I am saddened to report the death of my friend — and a good friend of liberty — Daniel Doron. He was founder and director of the Israel Centre for Social and Economic Progress (ICSEP), which promoted market solutions to economic and organizational problems in the country. Though Israeli politicians were generally consumed by anti-competitive socialist policies, his close contacts with Israeli politicians on all sides enabled him the the Centre to achieve a number of successful market reforms.

For much of his lifetime, Israel’s politicians were consumed by the conduct of wars and intifadas. He himself, born in 1929, served in Air Force Intelligence in the 1948 Arab-Israeli conflicts. But rather than allow such hostilities to extinguish liberty, Daniel kept on championing freedom and the benefits it would bring, even in difficult times. As he cheerfully told me during the first Intifada: “Our government may be in a state of conflict, but we can still do something to make the buses run on time.”

He recognised that mutual prosperity was the best way to promote peace and urged market reforms on the Palestinian leaders as much as the Israeli ones. He write a number of prominent articles in The Wall Street Journal and other international papers explaining the importance of peace in spreading prosperity, and the importance of prosperity and interdependence on maintaining peace. In this he was informed by his time at the University of Chicago's Committee on Social Thought and the ideas of Friedrich Hayek and Milton Friedman, who were teachers there, and with whom he continued a lasting friendship and collaboration — particularly Friedman. All three were members of the Mont Pèlerin Society, an international forum of liberal economists and social scientists, from which he garnered more pro-freedom ideas, and intellectual and moral support.

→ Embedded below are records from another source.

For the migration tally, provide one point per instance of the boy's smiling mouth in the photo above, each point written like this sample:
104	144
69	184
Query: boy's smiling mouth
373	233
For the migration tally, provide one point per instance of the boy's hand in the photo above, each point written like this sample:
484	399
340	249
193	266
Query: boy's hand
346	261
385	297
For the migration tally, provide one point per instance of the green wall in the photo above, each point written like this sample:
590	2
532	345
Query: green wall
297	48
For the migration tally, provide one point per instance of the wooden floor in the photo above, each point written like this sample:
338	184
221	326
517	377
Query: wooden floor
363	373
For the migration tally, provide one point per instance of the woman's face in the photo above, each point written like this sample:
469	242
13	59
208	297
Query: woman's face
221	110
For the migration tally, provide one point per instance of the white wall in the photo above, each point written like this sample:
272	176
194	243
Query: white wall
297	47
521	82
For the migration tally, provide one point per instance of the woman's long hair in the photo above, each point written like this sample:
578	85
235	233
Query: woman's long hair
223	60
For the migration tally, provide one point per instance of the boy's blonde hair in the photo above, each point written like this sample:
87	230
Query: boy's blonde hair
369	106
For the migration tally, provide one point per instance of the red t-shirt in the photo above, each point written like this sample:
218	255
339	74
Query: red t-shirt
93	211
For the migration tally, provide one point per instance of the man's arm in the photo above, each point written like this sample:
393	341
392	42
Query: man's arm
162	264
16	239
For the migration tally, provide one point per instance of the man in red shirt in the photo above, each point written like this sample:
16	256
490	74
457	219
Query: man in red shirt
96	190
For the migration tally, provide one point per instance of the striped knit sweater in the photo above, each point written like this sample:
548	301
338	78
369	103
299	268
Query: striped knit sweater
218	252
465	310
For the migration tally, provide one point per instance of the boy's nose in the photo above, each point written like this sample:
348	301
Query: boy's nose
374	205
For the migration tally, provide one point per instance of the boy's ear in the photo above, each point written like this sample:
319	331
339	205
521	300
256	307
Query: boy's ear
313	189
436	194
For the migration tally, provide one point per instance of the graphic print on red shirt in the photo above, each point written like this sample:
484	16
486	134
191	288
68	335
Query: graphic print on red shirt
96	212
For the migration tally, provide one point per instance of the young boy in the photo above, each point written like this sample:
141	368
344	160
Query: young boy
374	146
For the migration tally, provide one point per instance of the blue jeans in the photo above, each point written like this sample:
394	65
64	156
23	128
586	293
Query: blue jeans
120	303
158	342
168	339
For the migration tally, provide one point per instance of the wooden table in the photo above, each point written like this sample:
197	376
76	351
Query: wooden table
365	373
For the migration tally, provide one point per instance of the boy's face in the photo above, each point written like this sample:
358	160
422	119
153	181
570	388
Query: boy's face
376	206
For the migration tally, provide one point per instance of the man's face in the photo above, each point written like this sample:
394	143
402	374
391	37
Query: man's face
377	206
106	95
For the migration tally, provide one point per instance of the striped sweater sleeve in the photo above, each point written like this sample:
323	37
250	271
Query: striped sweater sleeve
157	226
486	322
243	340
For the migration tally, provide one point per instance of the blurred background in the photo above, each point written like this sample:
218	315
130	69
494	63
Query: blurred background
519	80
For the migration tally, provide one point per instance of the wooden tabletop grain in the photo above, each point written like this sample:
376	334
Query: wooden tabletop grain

He served in various offices on the fringes of Israeli politics, advising on economic policy and entrepreneurship, and promoting pro-freedom politicians. He also had a boundless feeling for art, literature and culture: he prided himself on having seen every one of Shakespeare’s plays — even travelling specially to London to catch a rare performance of King John — and among other things, he arranged a number of exhibitions for the artist Shalom Moskovitz (whose works are on display in national museums and galleries in Paris, New York, Amsterdam, Stockholm and elsewhere). He also translated Catcher in the Rye and A Portrait of the Artist as a Young Man into Hebrew.

Cheerful, gregarious, larger than life, and never backward in coming forward, Daniel Doron will be remembered internationally as an active, energetic, enterprising and effective promoter of social and economic freedom.